Il en est ainsi de l’expression de la violence qui ne peut être identifiée que par l’analyse du contexte par lequel elle s’exprime. Certaines sont provoquées, souvent par intérêt; D’autres sont réactives et tendent à rétablir un équilibre; D’autres enfin n’ayant pour seule raison que la contrariété sont autoritaires et s’apparentent à la première.
Dans tous les cas, les violences sont émotionnelles, mais une seule est légitime, celle du rééquilibrage puisqu’elle découle des deux autres.
Une violence provoquée est pratiquement toujours l’œuvre de personnes qui font un usage inapproprié de leur position dominante.
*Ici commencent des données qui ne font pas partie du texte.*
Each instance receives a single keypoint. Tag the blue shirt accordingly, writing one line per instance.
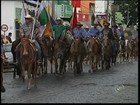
(93, 31)
(79, 32)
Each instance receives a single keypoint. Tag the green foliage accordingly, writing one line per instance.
(131, 6)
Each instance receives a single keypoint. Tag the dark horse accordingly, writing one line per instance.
(47, 51)
(106, 52)
(60, 56)
(77, 53)
(2, 87)
(28, 60)
(94, 52)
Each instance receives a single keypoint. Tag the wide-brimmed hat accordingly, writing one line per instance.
(57, 19)
(106, 23)
(79, 24)
(28, 16)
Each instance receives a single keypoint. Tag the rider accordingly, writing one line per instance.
(67, 35)
(26, 29)
(108, 31)
(79, 32)
(2, 48)
(58, 28)
(94, 31)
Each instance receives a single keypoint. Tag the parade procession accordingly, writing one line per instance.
(62, 44)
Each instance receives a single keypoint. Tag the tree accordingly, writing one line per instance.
(128, 6)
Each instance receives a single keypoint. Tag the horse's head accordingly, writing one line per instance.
(25, 42)
(90, 44)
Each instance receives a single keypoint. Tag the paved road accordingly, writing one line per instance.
(117, 85)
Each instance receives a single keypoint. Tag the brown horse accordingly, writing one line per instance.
(2, 87)
(106, 52)
(15, 54)
(59, 56)
(135, 51)
(94, 53)
(27, 60)
(121, 54)
(77, 53)
(46, 45)
(129, 50)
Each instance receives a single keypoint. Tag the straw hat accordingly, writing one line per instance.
(79, 24)
(28, 16)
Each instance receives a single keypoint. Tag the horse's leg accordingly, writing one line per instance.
(23, 72)
(56, 66)
(51, 61)
(29, 76)
(35, 74)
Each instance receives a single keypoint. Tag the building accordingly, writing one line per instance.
(10, 11)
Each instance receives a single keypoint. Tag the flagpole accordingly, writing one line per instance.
(34, 20)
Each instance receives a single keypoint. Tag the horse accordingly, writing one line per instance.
(77, 53)
(121, 53)
(14, 53)
(59, 56)
(28, 60)
(135, 51)
(106, 52)
(129, 48)
(46, 45)
(2, 61)
(94, 52)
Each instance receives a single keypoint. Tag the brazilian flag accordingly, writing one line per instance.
(92, 19)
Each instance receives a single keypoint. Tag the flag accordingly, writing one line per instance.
(33, 2)
(49, 12)
(48, 32)
(77, 2)
(43, 17)
(73, 21)
(92, 19)
(23, 13)
(52, 21)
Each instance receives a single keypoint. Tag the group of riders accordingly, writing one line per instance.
(62, 31)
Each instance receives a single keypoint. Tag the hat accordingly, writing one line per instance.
(58, 19)
(28, 16)
(86, 26)
(79, 24)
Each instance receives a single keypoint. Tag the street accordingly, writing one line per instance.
(117, 85)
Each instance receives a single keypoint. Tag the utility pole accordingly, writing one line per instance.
(107, 10)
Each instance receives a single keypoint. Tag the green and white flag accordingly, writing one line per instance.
(43, 17)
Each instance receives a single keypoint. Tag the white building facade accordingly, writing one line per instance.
(9, 14)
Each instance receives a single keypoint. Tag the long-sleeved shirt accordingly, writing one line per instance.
(93, 31)
(79, 32)
(58, 29)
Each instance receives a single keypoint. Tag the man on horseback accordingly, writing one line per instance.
(79, 32)
(26, 30)
(58, 28)
(108, 31)
(94, 31)
(67, 35)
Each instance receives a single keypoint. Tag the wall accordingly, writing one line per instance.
(8, 15)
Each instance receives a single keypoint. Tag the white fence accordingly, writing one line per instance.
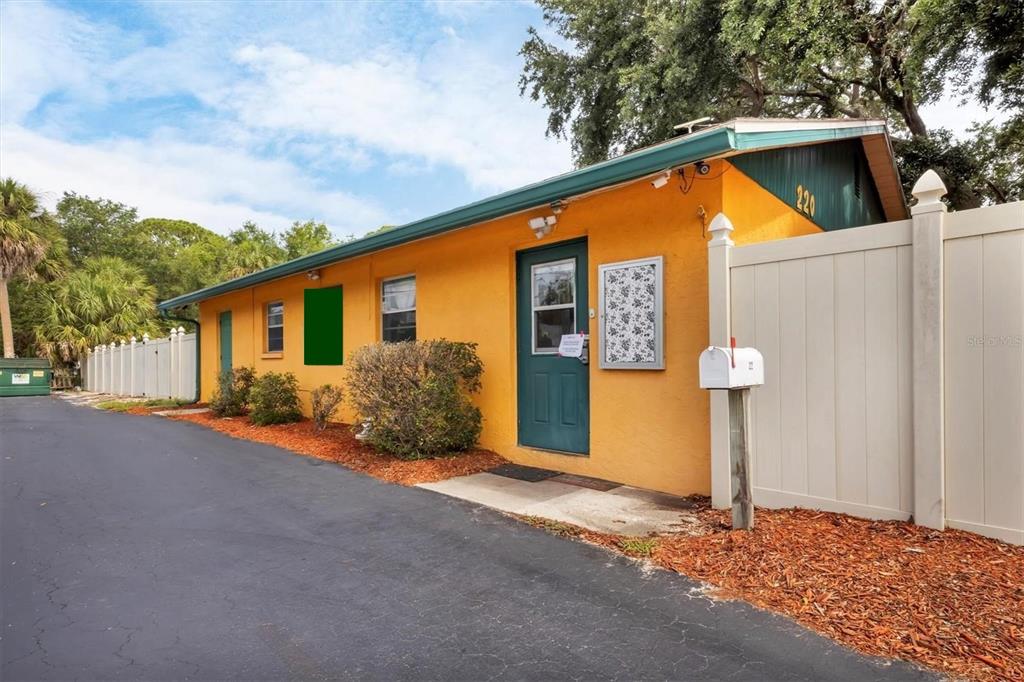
(151, 368)
(894, 366)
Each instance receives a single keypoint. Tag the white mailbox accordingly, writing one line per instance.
(731, 368)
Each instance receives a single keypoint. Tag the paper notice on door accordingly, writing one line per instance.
(571, 345)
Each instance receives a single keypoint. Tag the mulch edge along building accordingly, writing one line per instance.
(616, 250)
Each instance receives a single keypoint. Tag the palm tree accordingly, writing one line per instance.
(22, 247)
(103, 300)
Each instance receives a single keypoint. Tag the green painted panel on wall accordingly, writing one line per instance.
(829, 183)
(323, 326)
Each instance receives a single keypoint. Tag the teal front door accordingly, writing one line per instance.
(554, 392)
(224, 324)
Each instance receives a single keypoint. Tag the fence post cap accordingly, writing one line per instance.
(720, 229)
(929, 190)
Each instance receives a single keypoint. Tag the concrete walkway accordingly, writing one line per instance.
(623, 510)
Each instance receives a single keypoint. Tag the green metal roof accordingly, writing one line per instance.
(739, 135)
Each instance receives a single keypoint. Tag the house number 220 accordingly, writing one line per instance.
(805, 201)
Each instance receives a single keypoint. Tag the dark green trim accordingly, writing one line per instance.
(33, 363)
(221, 355)
(705, 144)
(199, 350)
(546, 383)
(323, 331)
(829, 183)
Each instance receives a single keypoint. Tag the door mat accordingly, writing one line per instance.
(587, 481)
(519, 472)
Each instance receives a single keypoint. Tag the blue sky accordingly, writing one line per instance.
(354, 114)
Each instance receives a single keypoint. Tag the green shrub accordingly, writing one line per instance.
(326, 400)
(274, 399)
(231, 395)
(416, 394)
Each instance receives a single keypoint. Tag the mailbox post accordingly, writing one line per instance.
(736, 370)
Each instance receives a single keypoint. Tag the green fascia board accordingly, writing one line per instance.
(29, 363)
(705, 144)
Ces trois formes de violence sont hiérarchiquement liées et obéissent toutes à un processus qui se retrouve partout en toutes circonstances de la plus simple à la plus complexe.
La médecine peut être prise pour exemple au niveau individuel. Elle est a priori dépourvu de violence. Pourtant, lorsque le personnel soignant manque de compétences, donc de délicatesse, l’intervention peut devenir anormalement douloureuse. Si (1) malgré les recommandations, l’intervenant persiste au lieu de s’adapter, la douleur va susciter de l’irritation, puis (2) de l’exaspération allant jusqu’à provoquer un rejet souvent doublé d’une explosion de colère pour faire cesser la douleur devenue insupportable.
Enfin (3) les mots ou les actes de l’intervenant qui en résultent pour censurer le mécontentement confirment le bien-fondé de la colère qui ne cessera que lorsque l’équilibre sera rétabli.
C’est également vrai en collectivité (travail, amis, voisins…). L’exemple le plus propice est celui d’un parent qui pratique une activité nécessitant de la concentration. L’enfant joue à proximité. Son jeu devient bruyant. Le parent lui demande de jouer en silence, mais (1) l’enfant ne tient pas compte de l’observation et continue. Alors le parent, comme précédemment, sera irrité puis (2) exaspéré pour finir par l’envoyer jouer ailleurs afin de pouvoir travailler dans de bonnes conditions.
Les cris et pleurs de l’enfant qui va demander le soutien de l’autre parent pour s’opposer à cette décision (3) confirment la volonté de nuire au bien-fondé d’une décision qui tend à rétablir un équilibre.
Les deux exemples précédents servent à mieux comprendre quelle violence s’exprime s’agissant de heurts entre blocs de population.
Hélder Pessoa Câmara (1909 – 1999), l’expliquait en ces termes :
« Il y a trois sortes de violence.
La première, mère de toutes les autres, est la violence institutionnelle, celle qui légalise et perpétue les dominations, les oppressions et les exploitations, celle qui écrase et lamine des millions d’hommes dans ses rouages silencieux et bien huilés.
La seconde est la violence révolutionnaire, qui naît de la volonté d’abolir la première.
La troisième est la violence répressive, qui a pour objet d’étouffer la seconde en se faisant l’auxiliaire et la complice de la première violence, celle qui engendre toutes les autres.
Il n’y a pas de pire hypocrisie de n’appeler violence que la seconde, en feignant d’oublier la première, qui la fait naître, et la troisième qui la tue. »
Quand la fracture est consommée, la reconstruction n’est possible que lorsque la deuxième violence parvient à faire taire la troisième.